Apps That I Use

I only keep three pages of apps on my phone.

If I want to add something, I delete something.  This is useful, because there are quite a few of them that have been used at one point or another and then never opened again.  A good characteristics of a useful app is that it connects to an existing service that I already use and makes it easier to work with.  I’m extremely selective about what I decide to use, so much so that it has to be justified in several ways in order to stay.  Here’s a list of my favorite ones (non-Apple), and why:

Waze

This app, owned by Google, is able to route my long commute with high accuracy.  If a certain part of my commute is backed up, it will let me know.  It is something that I rely upon to get around in the busy Metro Denver area.

Downsides: The constant ads, my ability to outperform it by ten minutes or so on average, background app refresh issues.

Friendly

This app is essentially a mobile-site for Facebook, nothing more.  It drains less of my 4G by stopping their dumb auto-running videos and hundreds of libraries.

Downsides: To get to messenger without downloading the app, you have to switch to Desktop webpage mode.

Paprika

Paprika holds all of my recipes in one place.  It is sharable, and they scrape many cooking websites to add to your own database.

Downsides: The desktop version of this app costs an additional fee, which I haven’t gone for yet.

Beam for Reddit

Easily one of the better readers for Reddit.  You can set YouTube links to automatically open in the YouTube app, which means r/videos + Chromecast is amazing.

Downsides: There’s no proper push notifications unless you set up background app refresh.  The app used to be slow and wonky viewing longer posts, but that has been fixed.

Duolingo

This is way better than Rosetta Stone for learning languages and 100% free.  It gamifies the process, and has gotten so much better over the past few years.

Downsides: Past progress has been wiped for me out due to changes in the platform

Musixmatch

This is the best music identifying app, mainly because it has the ability for you to follow along on most songs.  This is awesome when hanging out with your friends because if they have no clue, you seem like you have the best memory ever.

Downsides: The app is slow in loading (could be my old iPhone), and has crashed when identifying music.  Widget is available, but no Siri integration.  They also dropped desktop Spotify integration, which would have been killer through their mobile app.  Now you have to attempt to load your Spotify songs in their app to do anything with lyrics.

Dark Sky

The most accurate weather app, from a very successful Kickstarter campaign.  There are many out there, of course, but their predictive algorithm is still going strong after all of these years.

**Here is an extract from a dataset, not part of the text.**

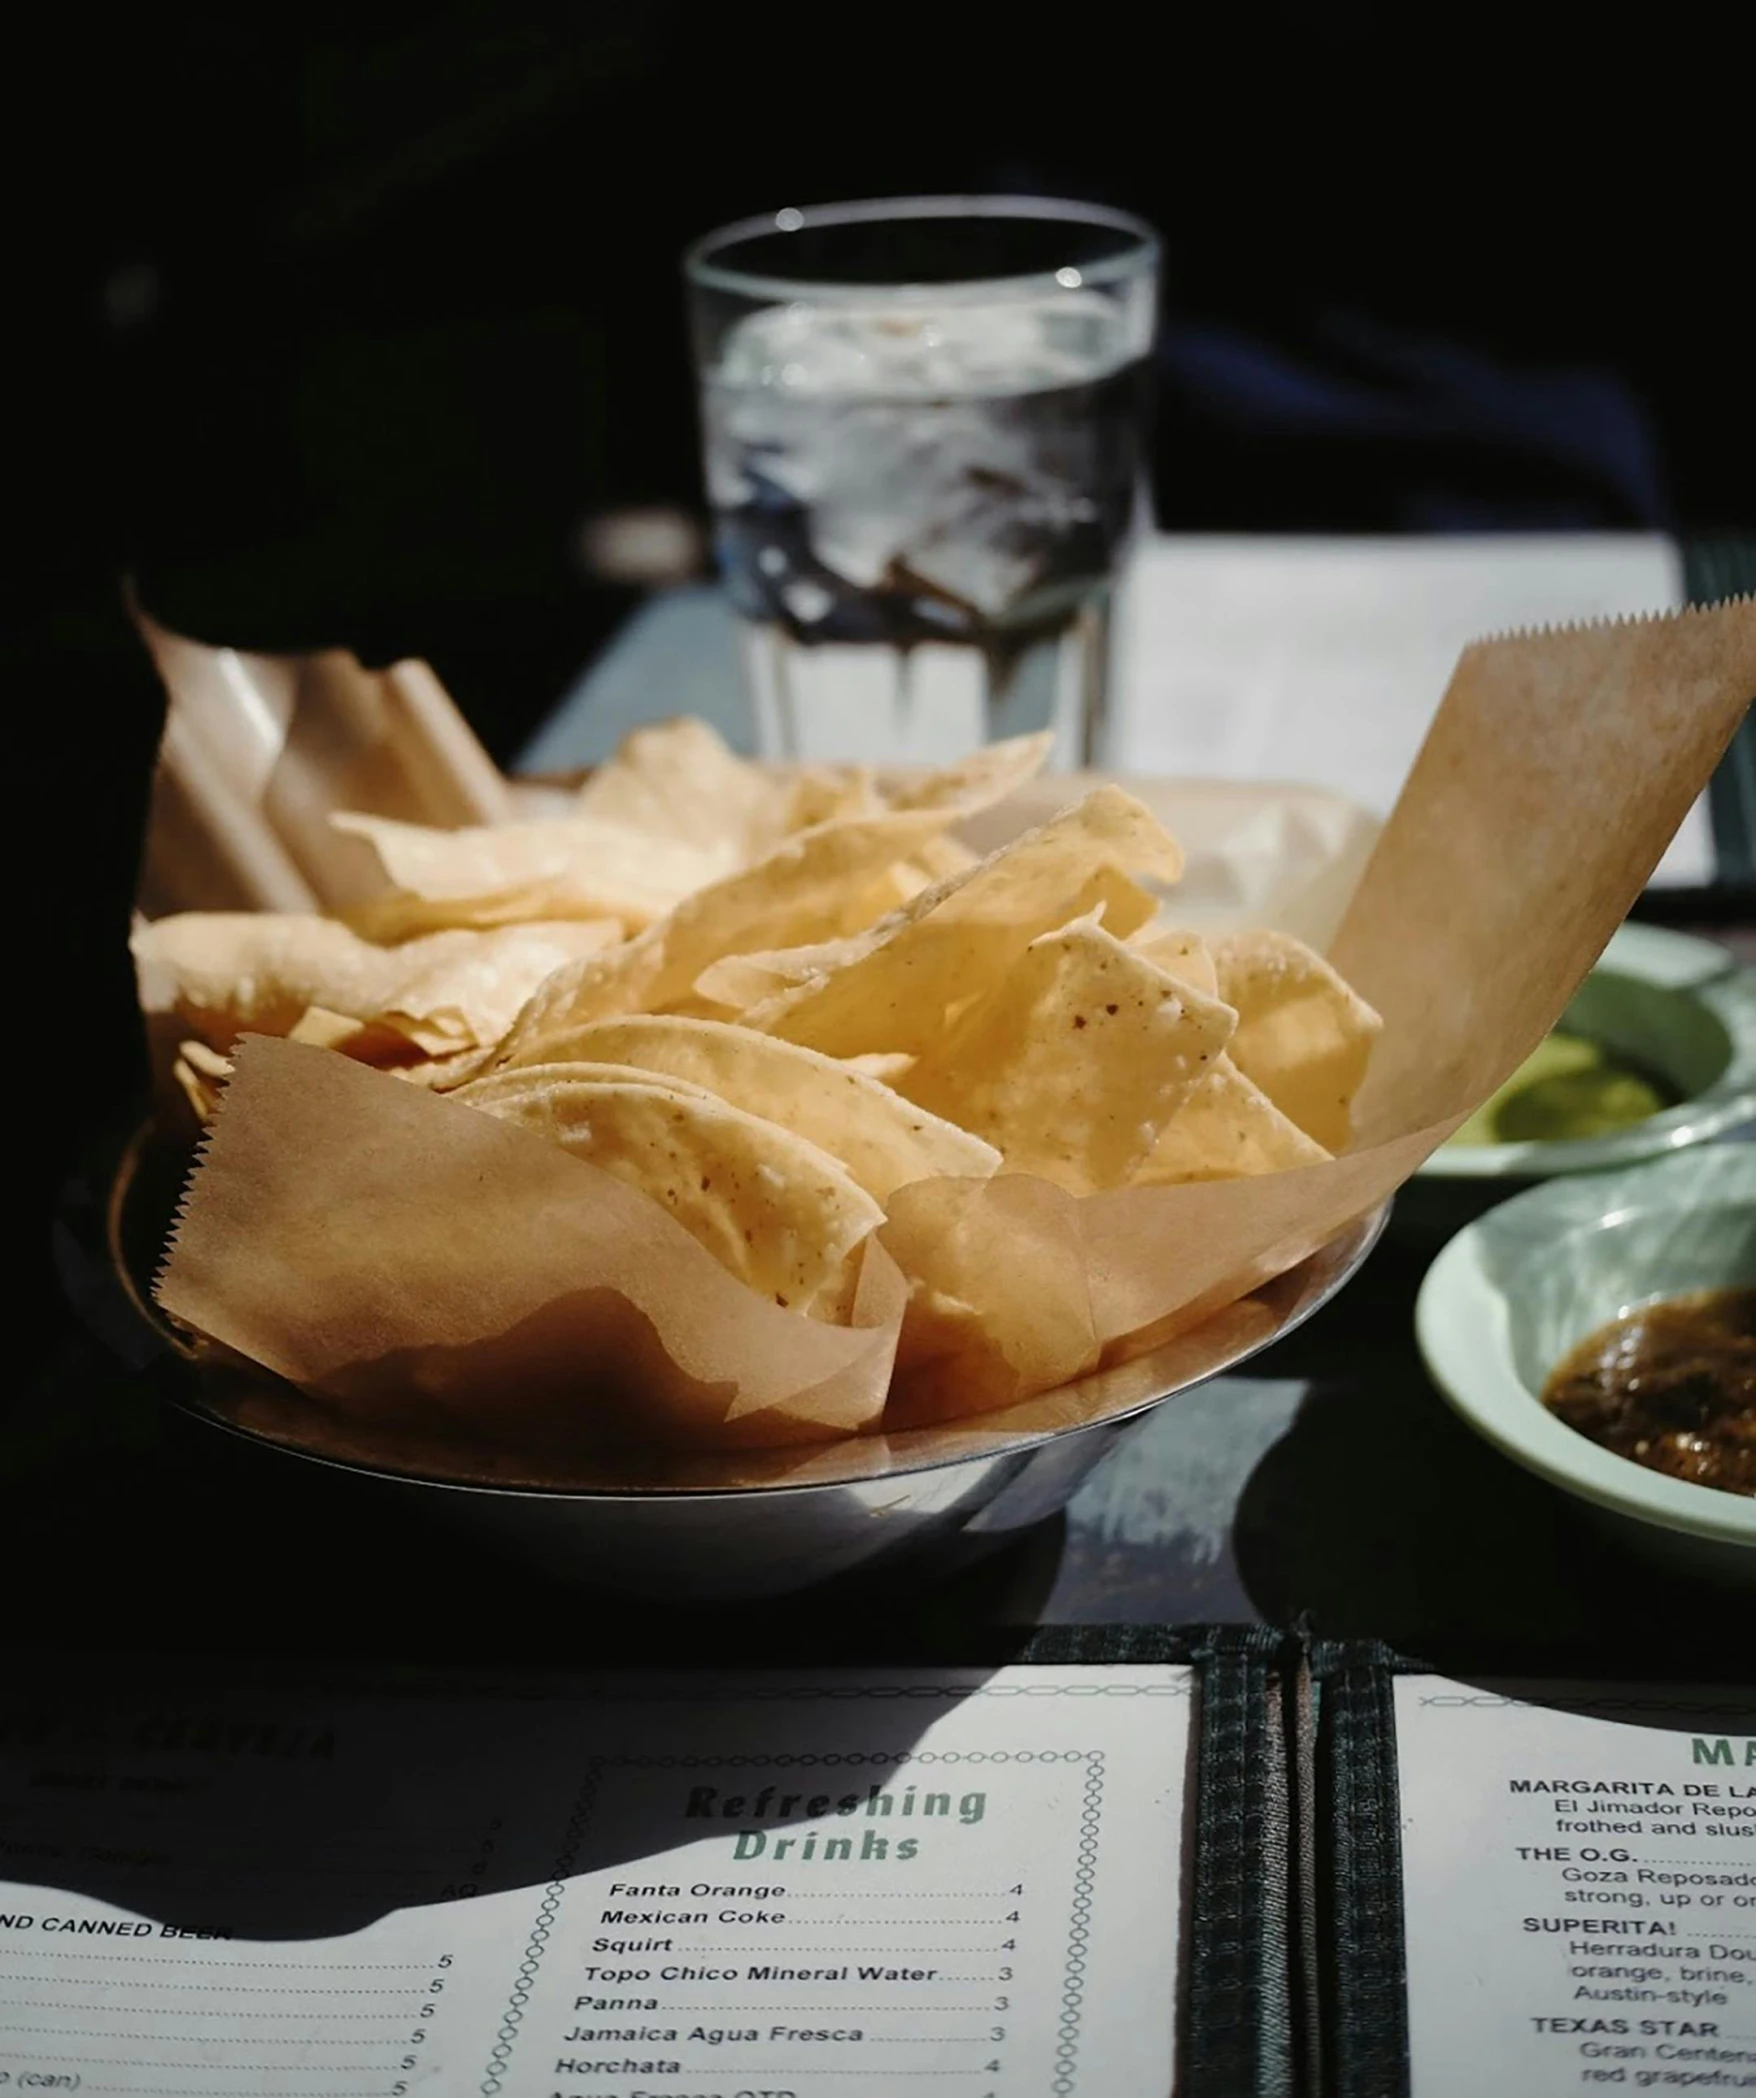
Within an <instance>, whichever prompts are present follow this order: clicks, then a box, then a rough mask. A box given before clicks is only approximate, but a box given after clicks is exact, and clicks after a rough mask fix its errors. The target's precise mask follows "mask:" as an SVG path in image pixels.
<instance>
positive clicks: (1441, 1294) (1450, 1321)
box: [1414, 1143, 1756, 1578]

Downsides: It hasn’t properly notified me of incoming storms as well as it could have.  Requires constant location pushing to work.

Inquire

Something that I always thought smartphones would be good at from the very beginning would be the ability to connect existing databases of information in the world around you.  Inquire tells you notable places no matter where you are, and their Wikipedia articles.

Downsides: If you stay in a few places, it is kind of pointless to use.